"I was up on the hill back there. I saw your horse fall and went to you the quickest way. You were unconscious and I carried you here out of the sun."
"I remember now," said Barbara. "We were running and Pilot fell. He must have stepped into a hole." She put up her free hand to her forehead and found it wet. Her eyes fell on the canteen and the color came back into her face with a rush. "But you haven't told me who you are," she said sternly to the man who still stood with hands uplifted.
"I'm a surveyor going south with a party on some preliminary work. We arrived in Rubio City this morning expecting to find the Chief, who wrote me from New York to meet him here with an outfit. He has not arrived and there was nothing to do so I walked out on the Mesa to have another look at this King's Basin country."
Barbara knew that the Seer had been called to New York by some capitalists who had become interested in the financial possibilities of the reclamation work. At the stranger's explanation of his presence she regarded him with excited interest. "Do you mean—Is it the Seer whom you expected to meet? Are you—with him?"
The young man smiled gravely. "I was sure that it was you," he answered. "You are the little girl whom we found in the desert."
"And you"—burst forth Barbara, eagerly—"you must be Abe Lee!"
The surveyor answered whimsically: "Don't you think I might take my hands down now? I'm unarmed you know and you could still shoot me if you thought I needed it."

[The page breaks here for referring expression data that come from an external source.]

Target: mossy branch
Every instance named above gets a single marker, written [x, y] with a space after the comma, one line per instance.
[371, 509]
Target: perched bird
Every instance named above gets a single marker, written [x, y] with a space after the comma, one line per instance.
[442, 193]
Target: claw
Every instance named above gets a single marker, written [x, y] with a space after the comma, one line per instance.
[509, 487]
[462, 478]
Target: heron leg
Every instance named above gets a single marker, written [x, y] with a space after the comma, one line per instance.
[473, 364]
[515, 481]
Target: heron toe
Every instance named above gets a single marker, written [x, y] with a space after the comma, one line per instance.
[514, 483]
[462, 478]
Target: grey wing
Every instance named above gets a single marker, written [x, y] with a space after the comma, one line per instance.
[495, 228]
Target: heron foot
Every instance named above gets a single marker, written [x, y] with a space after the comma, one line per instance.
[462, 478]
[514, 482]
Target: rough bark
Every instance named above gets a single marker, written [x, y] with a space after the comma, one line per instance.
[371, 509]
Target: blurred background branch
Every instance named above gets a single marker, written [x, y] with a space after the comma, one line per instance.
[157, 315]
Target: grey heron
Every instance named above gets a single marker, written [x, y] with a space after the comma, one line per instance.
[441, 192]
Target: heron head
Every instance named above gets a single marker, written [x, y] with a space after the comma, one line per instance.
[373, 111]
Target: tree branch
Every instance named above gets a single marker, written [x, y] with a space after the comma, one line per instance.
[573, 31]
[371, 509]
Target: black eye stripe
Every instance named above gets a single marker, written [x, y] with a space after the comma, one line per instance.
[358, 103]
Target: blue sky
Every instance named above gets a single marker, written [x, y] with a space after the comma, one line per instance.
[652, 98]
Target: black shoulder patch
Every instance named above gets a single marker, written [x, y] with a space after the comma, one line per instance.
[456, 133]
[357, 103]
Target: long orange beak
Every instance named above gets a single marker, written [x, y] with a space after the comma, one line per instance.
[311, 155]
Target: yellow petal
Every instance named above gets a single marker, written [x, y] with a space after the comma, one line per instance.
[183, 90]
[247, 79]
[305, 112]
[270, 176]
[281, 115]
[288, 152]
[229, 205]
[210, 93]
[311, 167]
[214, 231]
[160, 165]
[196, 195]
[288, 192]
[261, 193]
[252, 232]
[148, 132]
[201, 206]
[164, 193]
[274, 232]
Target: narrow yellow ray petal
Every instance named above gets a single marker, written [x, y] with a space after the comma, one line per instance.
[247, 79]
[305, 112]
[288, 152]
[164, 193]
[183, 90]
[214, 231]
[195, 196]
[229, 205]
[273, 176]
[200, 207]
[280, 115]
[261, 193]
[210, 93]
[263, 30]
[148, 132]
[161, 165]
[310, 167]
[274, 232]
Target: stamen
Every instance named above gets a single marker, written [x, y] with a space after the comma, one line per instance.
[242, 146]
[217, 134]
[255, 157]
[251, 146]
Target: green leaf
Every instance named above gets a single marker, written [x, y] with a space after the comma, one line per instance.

In her excitement Barbara had forgotten that she still held her weapon pointed straight at him. She dropped the gun with a confused laugh. "I beg your pardon, A—Mr. Lee. I did not realize that I was holding up my"—she hesitated, then finished gravely—"my only brother."
A quick glad light flashed into the sharp blue eyes of the surveyor.
"You have not forgotten me then?"
"Forgotten! When father and the Seer and Texas and Pat and you are all the—the family I have in the world." Her lips quivered, but she went on bravely: "The Seer has told me so many things about you and I have thought about you so much. But I did not realize, though, that you were a big, grown-up man. The Seer always speaks of you as a boy and so I have always called you my brother Abe as I call Texas and Pat my uncles. But I think you might have come to see me sometimes. Why didn't you come straight to me this morning instead of tramping 'way out here alone?"